Tuesday, 7 February 2012

The changing goals of Canonical

Today, Canonical announced that they are relegating Kubuntu, one of their "official" variants of their flagship Ubuntu Linux distribution, to the same status as the other distribution derivatives.

Canonical is the brainchild of Mark Shuttleworth, a dot com boomer that wanted to give back to the same community that provided some of the wonderful FOSS software that helped him becoming a millionarie. When it started, Canonical did not had any clear financial constraints, or objectives for that matter. Bug #1 in Ubuntu's bug database simply reads "Microsoft has a majority market share" Was Canonical's objective to take away market share from Windows? At the time, that seemed to be a bold statement, but the first Ubuntu releases were making giant strides towards that objective, to the point of being considered a credible alternative by many established players, including Microsoft itself.
Kubuntu, one of the Canonical projects, is an attempt to merge the friendliest Linux distribution -Ubuntu- with the desktop environment that I find that is the closest fit for a Mac or Windows user: KDE. An ideal combination for someone that switches between operating systems or is a seasoned user that wants to move away from the proprietary environments.

What the latest announcement means essentially is that the single individual paid by Canonical to develop and maintain Kubuntu will no longer be assigned to that role, and any further developments in Kubuntu will have to come from the community instead. This does not necessarily implies that there will be no more Kubuntu releases after Pangolin: for example, the Edubuntu community has managed to keep up with releases.

It's not that Kubuntu users are left in the cold, however. The next release (Precise Pangolin) of the Ubuntu family will still include Kubuntu, and being a Long Term Support (LTS) one, means that existing Kubuntu users will get patches and support for the next three years.

So what's so important about the announcement, then? By itself, very little, except for the small minority of Kubuntu users. Kubuntu had not enough user base, reputation or visibility to be worth keeping, hence Canonical has retired the single individual dedicated to Kubuntu because it does not make economic sense to keep paying him to do that.

What is important is not the announcement, is the trend: Canonical is more and more taking decisions based on economic, not idealistic, considerations.

Now, those idealistic goals are set aside more and more in search of a more mundane objective: profitability. The turning point was reached last year: they released Unity, a new desktop environment, targeted at non computer users, with an eye on using it as the interface for Ubuntu based touch devices and other non-PC environments. That was a big change that was received by the existing user community with a lot of backslash, yet Canonical is firmly resoluted to develop Unity in spite of that, and not willing to devote time or resources to keep alive an alternative to Unity.

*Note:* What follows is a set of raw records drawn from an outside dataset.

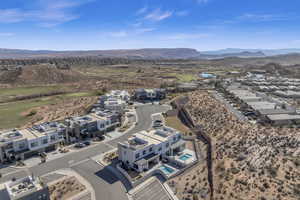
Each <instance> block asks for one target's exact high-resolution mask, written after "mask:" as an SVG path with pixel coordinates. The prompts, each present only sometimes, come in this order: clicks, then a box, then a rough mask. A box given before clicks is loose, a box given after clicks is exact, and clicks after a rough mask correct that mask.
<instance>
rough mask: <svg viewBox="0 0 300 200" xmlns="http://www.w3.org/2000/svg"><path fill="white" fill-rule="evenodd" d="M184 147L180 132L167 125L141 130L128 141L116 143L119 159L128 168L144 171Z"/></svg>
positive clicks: (183, 147)
mask: <svg viewBox="0 0 300 200" xmlns="http://www.w3.org/2000/svg"><path fill="white" fill-rule="evenodd" d="M184 149H185V141H184V140H182V139H181V133H180V132H178V131H177V130H175V129H172V128H169V127H163V128H162V129H157V130H151V131H142V132H139V133H136V134H134V135H133V136H132V137H131V138H129V139H128V141H126V142H123V143H119V144H118V155H119V160H120V161H122V163H123V164H125V165H126V166H127V167H128V168H132V169H134V170H136V171H138V172H142V171H146V170H148V169H150V168H151V166H153V165H156V164H157V163H159V161H160V160H161V159H162V158H164V157H167V156H173V155H174V154H175V153H177V152H181V151H183V150H184Z"/></svg>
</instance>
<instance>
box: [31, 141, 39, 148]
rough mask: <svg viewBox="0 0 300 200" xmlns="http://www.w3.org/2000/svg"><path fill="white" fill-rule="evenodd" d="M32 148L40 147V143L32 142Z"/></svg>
mask: <svg viewBox="0 0 300 200" xmlns="http://www.w3.org/2000/svg"><path fill="white" fill-rule="evenodd" d="M30 146H31V147H37V146H38V143H37V142H32V143H30Z"/></svg>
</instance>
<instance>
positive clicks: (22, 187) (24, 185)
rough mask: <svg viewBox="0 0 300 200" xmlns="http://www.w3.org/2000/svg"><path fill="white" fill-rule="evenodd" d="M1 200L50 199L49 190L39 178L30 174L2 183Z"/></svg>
mask: <svg viewBox="0 0 300 200" xmlns="http://www.w3.org/2000/svg"><path fill="white" fill-rule="evenodd" d="M0 190H1V193H0V199H1V200H48V199H50V196H49V190H48V187H47V186H44V184H42V182H41V181H40V180H39V178H34V177H32V176H28V177H25V178H22V179H18V180H11V181H8V182H6V183H4V184H1V185H0Z"/></svg>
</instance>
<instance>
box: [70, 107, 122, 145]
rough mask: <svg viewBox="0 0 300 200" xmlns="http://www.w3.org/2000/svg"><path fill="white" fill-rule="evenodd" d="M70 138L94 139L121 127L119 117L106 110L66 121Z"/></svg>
mask: <svg viewBox="0 0 300 200" xmlns="http://www.w3.org/2000/svg"><path fill="white" fill-rule="evenodd" d="M66 122H67V124H68V127H69V130H68V132H69V135H70V137H71V138H76V139H82V138H85V137H95V136H96V135H99V134H101V135H103V134H104V133H106V132H108V131H112V130H114V129H115V128H116V127H118V126H120V125H121V115H120V114H119V113H117V112H112V111H108V110H103V111H96V112H95V113H90V114H88V115H84V116H80V117H72V118H70V119H68V120H66Z"/></svg>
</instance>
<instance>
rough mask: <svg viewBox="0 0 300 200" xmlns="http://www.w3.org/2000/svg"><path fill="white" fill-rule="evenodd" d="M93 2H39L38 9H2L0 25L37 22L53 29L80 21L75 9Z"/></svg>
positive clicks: (84, 1)
mask: <svg viewBox="0 0 300 200" xmlns="http://www.w3.org/2000/svg"><path fill="white" fill-rule="evenodd" d="M92 1H93V0H60V1H57V0H51V1H50V0H38V1H36V8H35V9H31V10H25V9H18V8H13V9H2V10H0V23H18V22H23V21H29V22H36V23H37V24H39V25H41V26H43V27H52V26H56V25H59V24H62V23H65V22H69V21H72V20H75V19H78V18H79V17H80V16H79V15H77V14H75V13H74V12H73V8H76V7H78V6H81V5H83V4H86V3H90V2H92Z"/></svg>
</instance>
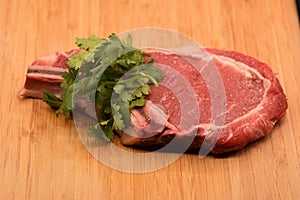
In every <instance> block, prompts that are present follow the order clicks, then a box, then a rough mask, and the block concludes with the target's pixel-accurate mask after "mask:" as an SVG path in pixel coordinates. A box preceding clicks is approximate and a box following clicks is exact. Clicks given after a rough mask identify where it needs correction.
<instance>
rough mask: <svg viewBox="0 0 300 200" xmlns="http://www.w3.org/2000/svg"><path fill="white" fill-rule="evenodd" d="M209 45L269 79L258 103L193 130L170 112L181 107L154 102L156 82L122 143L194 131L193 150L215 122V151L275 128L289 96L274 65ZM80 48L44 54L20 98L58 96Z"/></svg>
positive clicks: (191, 127) (206, 119)
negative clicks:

What Canonical wanted to be at the beginning was not clear, but now it is: to be profitable.

And is hard to blame Canonical for not trying. After all, they have an extensive -read, expensive- staff dedicated to the many projects they sponsor. They have clearly invested a lot of effort -read, money- into many initiatives targetting everything from the office productivity desktop to the settop TV box, with incursions in the music store business, cloud storage, cloud OS and management, alternative packagings (Kubuntu still appears there at the time of writing this, by the way), education, home multimedia hubs, corporate desktop management and who knows what else.

All these projects have generated a considerable user base, at least in comparison with previous attempts, and helped Canonical to accomplish Shuttleworth original intention of giving back to the community, even if there are differing opinions on how much actual contribution has been made.

Yet, none of these projects seems to have generated a respectable enough line of business. Maybe some of these projects are self sustaining, maybe some of them generate some profit. But are they taking over the world? No. Are they going to be a repeat of the first Shuttleworth success? No. Are they making headlines? No. All that investiment is certainly producing something that is valued and appreciated by the open source community, but profitable is not.

At least yet. How do I know ? Honestly, I don't know for sure. What I know for sure is that any degree of significant success would be heralded and flagged as an example by the always enthusiast open source community. And that is not happening.

So Canonical is looking for profitability, big time. And if it means losing all their existing user base, so be it. Which will not be a big loss, because their existing user base is demonstrably not very profitable to begin with.

Which makes complete sense from a business perspective. If I was a millionare and had put a lot of my own personal fortune in something, I'd be expecting to see something back. Another, completely different issue, is how they can become profitable. That would mean looking into Unity, their biggest bet so far, and... well, you already know my opinion. Is a keyboard search the most effective way of finding things in a device without a physical keyboard? You judge.


Anyway, it was about time to change distro. With all due respect for the huge contribution Canonical and Ubuntu have made to build a robust, flexible and fast desktop environment. Until they stopped wanting to do that, of course.